Japan’s November inventories of imported pork were down 15 percent year-over-year, reflecting the challenges in frozen trade. Domestic inventories were 1 percent higher. Domestic pork production for January-November was also up 1 percent.
Japan’s 2013 beef/beef variety meat imports increased 6 percent year-over-year to 599,922 mt, led by significant growth from the United States (216,850 mt, +46 percent). U.S. market share climbed from 26 percent in 2012 to 36 percent last year (it was 51.5 percent in 2003). The U.S. reclaimed market share from Australia, which saw its share drop from 60 percent in 2012 to 52 percent last year. U.S. market shares by segment were:
- Chilled beef 41 percent
- Frozen beef 31 percent
- Variety meats 52 percent
Japan’s imports of frozen U.S. beef (99,758 mt, +65 percent) increased dramatically, driven by a near-doubling of cuts from the plate/brisket category 77,749 mt, +93 percent) and a significant increase in chuck cuts (18,852 mt, +31 percent). Imports of chilled U.S. beef (86,297 mt, +21 percent) included chuck cuts (39,767 mt, +8.5 percent), brisket/plate (37,053 mt, +36.5 percent) and loin cuts (9,353 mt, +22 percent). Imports of U.S. variety meats were also sharply higher (30,794 mt, +88 percent).
Japan’s imports from Australia were down 9 percent to 310,016 mt. Imports of frozen beef from Australia were down 10 percent to 170,273 mt, including a slight increase in trimmings (112,626 mt, +0.6 percent), a slight decline in chuck cuts (33,921 mt, -1 percent) and a sharp decline in brisket and plate (33,921 mt, -38 percent). Imports of chilled beef from Australia were also down 10 percent to 212,305 mt, with decreases in all categories: chuck cuts (69,845 mt, -8 percent); brisket/plate (27,480 mt, -12 percent) and loin (15,603 mt, -14 percent). Variety meat imports from Australia were higher (19,246 mt, +8%).

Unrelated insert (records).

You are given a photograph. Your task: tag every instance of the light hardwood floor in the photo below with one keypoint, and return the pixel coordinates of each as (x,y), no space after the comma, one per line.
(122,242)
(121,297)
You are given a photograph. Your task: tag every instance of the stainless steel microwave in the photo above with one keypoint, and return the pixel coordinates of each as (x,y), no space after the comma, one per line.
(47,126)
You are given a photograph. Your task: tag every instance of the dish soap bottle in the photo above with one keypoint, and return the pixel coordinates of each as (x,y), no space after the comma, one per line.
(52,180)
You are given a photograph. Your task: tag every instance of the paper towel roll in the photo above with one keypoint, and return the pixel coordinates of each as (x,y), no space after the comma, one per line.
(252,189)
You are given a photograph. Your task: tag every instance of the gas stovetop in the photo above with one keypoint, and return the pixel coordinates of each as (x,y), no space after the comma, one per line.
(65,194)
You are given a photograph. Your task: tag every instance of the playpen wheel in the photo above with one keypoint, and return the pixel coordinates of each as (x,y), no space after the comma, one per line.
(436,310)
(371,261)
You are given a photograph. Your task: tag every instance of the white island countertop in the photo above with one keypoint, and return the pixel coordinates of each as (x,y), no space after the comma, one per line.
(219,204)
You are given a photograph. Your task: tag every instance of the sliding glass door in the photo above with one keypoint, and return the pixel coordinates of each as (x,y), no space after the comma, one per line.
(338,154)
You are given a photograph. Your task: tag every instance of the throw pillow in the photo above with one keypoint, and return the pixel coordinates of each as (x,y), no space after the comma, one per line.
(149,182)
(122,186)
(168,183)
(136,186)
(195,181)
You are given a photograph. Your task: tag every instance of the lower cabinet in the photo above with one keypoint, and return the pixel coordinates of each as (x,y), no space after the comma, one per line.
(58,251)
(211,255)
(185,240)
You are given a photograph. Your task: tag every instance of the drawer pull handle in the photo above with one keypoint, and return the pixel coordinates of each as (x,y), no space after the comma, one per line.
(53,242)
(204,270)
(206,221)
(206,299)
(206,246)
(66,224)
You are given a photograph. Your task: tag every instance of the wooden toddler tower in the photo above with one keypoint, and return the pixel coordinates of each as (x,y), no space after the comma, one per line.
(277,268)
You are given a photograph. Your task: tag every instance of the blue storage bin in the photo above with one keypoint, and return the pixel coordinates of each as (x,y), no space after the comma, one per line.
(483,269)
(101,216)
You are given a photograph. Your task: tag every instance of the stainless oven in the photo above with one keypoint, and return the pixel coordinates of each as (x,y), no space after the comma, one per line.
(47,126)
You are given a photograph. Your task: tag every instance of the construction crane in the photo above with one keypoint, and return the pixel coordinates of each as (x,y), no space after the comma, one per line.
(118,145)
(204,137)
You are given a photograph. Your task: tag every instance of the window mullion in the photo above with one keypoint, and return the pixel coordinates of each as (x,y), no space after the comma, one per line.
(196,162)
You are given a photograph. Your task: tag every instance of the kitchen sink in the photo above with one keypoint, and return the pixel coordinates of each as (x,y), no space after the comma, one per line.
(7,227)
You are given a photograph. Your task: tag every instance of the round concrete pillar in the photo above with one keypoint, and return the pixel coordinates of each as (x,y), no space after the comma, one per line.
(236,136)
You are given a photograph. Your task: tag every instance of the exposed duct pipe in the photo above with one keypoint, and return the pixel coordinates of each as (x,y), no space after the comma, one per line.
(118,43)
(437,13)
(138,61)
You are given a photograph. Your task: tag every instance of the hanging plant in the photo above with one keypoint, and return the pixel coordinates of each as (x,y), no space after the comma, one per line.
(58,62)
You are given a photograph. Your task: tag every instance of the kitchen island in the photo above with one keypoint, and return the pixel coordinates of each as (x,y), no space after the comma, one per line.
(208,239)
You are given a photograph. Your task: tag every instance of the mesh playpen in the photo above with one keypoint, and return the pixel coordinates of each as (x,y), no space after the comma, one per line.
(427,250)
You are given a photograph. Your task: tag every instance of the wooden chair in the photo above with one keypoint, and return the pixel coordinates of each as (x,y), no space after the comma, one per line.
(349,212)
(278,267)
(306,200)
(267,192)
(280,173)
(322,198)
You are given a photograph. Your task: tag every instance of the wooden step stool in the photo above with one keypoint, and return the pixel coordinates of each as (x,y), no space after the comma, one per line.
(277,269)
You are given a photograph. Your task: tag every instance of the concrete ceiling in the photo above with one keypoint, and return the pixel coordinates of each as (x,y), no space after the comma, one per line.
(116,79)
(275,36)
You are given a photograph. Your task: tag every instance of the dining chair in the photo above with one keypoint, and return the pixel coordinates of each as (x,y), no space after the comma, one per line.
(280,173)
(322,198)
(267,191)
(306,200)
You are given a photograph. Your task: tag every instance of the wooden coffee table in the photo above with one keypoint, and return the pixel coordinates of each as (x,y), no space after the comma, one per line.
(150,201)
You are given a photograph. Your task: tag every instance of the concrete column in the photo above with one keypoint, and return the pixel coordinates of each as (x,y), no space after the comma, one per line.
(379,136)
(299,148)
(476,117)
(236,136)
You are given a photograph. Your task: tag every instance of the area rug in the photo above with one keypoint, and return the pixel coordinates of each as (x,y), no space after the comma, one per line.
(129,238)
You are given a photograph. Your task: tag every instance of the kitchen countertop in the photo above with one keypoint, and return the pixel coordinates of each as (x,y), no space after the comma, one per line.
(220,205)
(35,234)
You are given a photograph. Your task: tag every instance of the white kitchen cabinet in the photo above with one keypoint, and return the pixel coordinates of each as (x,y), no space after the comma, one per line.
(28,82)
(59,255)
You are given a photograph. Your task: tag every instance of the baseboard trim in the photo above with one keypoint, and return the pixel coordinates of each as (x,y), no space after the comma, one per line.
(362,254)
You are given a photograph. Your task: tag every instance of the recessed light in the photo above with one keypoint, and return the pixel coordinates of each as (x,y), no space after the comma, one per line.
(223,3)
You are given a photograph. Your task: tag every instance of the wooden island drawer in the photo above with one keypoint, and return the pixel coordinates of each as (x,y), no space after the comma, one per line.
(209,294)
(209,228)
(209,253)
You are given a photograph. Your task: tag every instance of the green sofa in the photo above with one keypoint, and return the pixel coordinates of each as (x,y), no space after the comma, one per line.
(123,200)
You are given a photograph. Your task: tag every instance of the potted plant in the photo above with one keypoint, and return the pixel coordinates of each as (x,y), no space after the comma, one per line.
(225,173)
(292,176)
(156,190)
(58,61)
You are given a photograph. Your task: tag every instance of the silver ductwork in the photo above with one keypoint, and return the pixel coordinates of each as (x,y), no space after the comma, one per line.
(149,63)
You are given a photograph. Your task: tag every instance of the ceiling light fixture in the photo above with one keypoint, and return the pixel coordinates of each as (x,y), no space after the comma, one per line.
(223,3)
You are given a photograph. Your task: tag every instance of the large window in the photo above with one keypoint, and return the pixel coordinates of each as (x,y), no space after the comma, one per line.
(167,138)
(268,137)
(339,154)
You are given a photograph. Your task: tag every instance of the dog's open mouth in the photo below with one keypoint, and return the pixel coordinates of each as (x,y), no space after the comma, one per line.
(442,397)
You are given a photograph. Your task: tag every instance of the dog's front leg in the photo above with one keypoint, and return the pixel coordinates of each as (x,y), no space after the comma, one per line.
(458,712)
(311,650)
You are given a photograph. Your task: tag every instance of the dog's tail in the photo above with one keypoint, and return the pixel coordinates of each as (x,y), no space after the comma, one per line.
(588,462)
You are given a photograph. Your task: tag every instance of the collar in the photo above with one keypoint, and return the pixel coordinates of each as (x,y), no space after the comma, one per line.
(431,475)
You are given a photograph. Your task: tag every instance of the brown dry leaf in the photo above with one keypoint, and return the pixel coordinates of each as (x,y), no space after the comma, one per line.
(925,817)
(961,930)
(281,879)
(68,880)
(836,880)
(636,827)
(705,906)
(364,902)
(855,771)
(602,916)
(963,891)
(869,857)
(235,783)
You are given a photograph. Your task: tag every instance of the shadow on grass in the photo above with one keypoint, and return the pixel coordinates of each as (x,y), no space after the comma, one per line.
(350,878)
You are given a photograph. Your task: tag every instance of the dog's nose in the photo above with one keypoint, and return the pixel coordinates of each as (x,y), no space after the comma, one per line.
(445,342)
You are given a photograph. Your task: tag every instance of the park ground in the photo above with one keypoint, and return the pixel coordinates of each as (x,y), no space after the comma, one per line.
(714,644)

Compared to 2003, Japan’s total 2013 imports were still down 13 percent – including a 21 percent decline in chilled beef and a sharp decline in variety meat. This reflects the lack of a comparable alternative to U.S. beef, though chilled beef and variety meat supplies received a strong boost from the expansion of market access for U.S. beef that went into effect in February 2013.
Japan’s November inventories of imported beef were up 29 percent year-over-year but lower than the previous three months. Inventories of domestic beef were down 11 percent in November and domestic production for January-November was down 2 percent. The frozen beef safeguard was again avoided in the third quarter of the Japanese fiscal year. USMEF does not expect it to be triggered in the final quarter, which ends March 31.
In January, Japan’s wholesale imported beef prices were higher year-over-year with the biggest increases in U.S. chuck short rib (+40 percent), chuck flap (+36 percent), boneless short rib (+33 percent) and ribeye roll (+32 percent). Prices for frozen U.S. short plate were down 9 percent but have recently trended higher.